Thailand's worst drought in a decade appears to have ended, but the damage could cast a shadow on the economy for months to come.
"Thailand has turned from the land of smiles to the land of frowns. Indeed, deep frowns that are unlikely to cheer anytime soon," ANZ economists said in a recent note.
The crippling dry weather that first emerged in late 2014 is no longer present in the country's 67 provinces, the deputy head of Thailand's disaster prevention department told Reuters last week. But with more than 40 percent of the country's population engaged in agriculture, the drought has exacerbated troubles in an economy already weighed down by slowing manufacturing, shrinking exports and rising external debt.
That's spurred sharp growth downgrades. Credit Suisse is now expecting 2015 economic growth at 2.5 percent on year, down from 3.1 percent previously, while JP Morgan is pricing in a 2.6 percent rise, down from a June estimate of 3.5 percent.
Thailand is one of the world's biggest rice exporters, but the drought has impacted 80 percent of rice farming land, possibly causing a 15-20 percent drop in output, according to the Thai Rice Exporters Association.
"Not only is offseason [rice] crop production down, even planting of the main [rice] crop season will likely be delayed to August from June-July normally," said Credit Suisse research analyst Santitarn Sathirathai.
To be sure, agriculture as a whole accounts for less than 10 percent of Thailand's gross domestic product (GDP), but "the more significant drought-related risk to growth will be if water rationing also affects industrial areas, potentially curbing manufacturing output," warned Benjamin Shatil, a JPMorgan economist, in a report earlier this month.

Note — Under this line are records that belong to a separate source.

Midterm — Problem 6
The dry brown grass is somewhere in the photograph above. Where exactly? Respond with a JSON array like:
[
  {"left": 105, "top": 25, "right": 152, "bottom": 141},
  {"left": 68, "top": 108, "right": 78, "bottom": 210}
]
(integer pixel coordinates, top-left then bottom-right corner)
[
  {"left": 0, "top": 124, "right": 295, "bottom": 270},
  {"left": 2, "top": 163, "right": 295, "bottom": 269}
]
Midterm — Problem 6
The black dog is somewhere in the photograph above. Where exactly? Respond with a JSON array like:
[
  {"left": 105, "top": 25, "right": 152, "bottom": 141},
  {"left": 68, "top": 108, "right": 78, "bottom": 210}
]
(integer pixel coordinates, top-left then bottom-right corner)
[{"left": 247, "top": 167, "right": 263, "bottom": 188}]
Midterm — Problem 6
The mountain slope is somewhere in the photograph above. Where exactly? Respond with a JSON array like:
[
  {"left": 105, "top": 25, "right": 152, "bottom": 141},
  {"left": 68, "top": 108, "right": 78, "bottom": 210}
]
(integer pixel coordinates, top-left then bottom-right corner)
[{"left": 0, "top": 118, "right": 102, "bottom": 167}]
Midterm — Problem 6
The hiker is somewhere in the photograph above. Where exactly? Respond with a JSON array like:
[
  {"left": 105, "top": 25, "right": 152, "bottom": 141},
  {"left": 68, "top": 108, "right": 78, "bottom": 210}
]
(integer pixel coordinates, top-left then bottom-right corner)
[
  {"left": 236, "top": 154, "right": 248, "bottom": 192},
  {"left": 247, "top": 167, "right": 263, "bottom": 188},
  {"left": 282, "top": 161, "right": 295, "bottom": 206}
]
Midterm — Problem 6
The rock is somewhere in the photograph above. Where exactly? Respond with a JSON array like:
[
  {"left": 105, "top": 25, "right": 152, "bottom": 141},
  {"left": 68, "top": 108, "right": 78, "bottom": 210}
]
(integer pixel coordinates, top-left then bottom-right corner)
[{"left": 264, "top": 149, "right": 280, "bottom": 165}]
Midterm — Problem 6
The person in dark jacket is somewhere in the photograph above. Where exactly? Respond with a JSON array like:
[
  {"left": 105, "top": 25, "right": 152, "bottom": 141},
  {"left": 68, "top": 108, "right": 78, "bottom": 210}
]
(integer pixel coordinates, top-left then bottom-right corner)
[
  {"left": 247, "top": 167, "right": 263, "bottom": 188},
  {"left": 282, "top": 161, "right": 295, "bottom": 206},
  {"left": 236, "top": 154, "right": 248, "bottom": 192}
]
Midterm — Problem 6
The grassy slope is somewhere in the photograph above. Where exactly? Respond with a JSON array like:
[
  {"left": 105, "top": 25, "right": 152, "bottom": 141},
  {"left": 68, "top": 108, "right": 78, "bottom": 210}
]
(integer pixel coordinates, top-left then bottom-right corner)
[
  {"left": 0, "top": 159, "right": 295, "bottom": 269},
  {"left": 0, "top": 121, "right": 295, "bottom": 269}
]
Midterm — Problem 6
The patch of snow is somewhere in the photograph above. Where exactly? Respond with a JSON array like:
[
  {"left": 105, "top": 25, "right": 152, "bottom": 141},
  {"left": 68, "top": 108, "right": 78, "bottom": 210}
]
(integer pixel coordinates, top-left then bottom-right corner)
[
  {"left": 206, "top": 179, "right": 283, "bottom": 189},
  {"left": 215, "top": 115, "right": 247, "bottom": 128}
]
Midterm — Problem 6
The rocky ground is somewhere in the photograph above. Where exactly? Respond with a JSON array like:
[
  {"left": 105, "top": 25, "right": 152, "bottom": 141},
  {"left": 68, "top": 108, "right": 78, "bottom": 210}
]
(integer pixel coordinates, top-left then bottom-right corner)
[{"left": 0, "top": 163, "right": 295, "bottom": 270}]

Reduced output in turn, will hurt employment.
"We believe the drought effect on lower farm output, led by a 30 percent drop in paddy output in January-May, worsened labor market conditions as farm employment shed 700,000 jobs in June," noted Citi economist Jun Trinidad.
The unfavorable weather also depresses agricultural incomes, which has a knock-on impact on consumer spending.
"Rural households are hit by a perfect storm in agriculture, drying up their cash flows when the debt burden remains elevated," said Credit Suisse's Santitarn, referring to the nine consecutive months of declines in international rice prices and the ruling military-backed government's efforts to halt subsidies.
"Although the government has stepped up to provide $1.8 billion worth of soft loans to support farmers, we suspect the damage has been done. We expect this to act as further headwinds to consumption going forward," Santitarn said.
Consumers certainly don't seem to be in the mood to open their wallets much.
Consumer confidence witnessed its sixth straight month of declines in July, according to the ANZ-Roy Morgan index, and further depreciation is likely.
"Looking ahead, we expect consumer sentiment to remain persistently downbeat, with the economy failing to gain traction and agricultural income depressed by the protracted drought," ANZ warned.
Interestingly, reduced crop harvests won't necessarily see domestic food prices spike.
"The pass-through to consumer price inflation has been very modest so far," stated JPMorgan's Shatil. "That may reflect the fact that the government still has large stockpiles of rice, but is likely also a consequence of the benign global food price environment, which continues to pull down headline prices."
Faced with a sluggish economy, the Bank of Thailand will likely cut interest rates to a historic low of 1.25 percent later this year from 1.5 percent currently, Credit Suisse said.
But monetary easing alone may be insufficient to deal with the drought consequences, according to ANZ. In addition to easing, it believes the Bank of Thailand will also allow the baht to weaken.
Citi's Trinidad agreed: "A bias for a weak baht will persist, which can improve farm export earnings despite lackluster volumes and thus support rural consumption."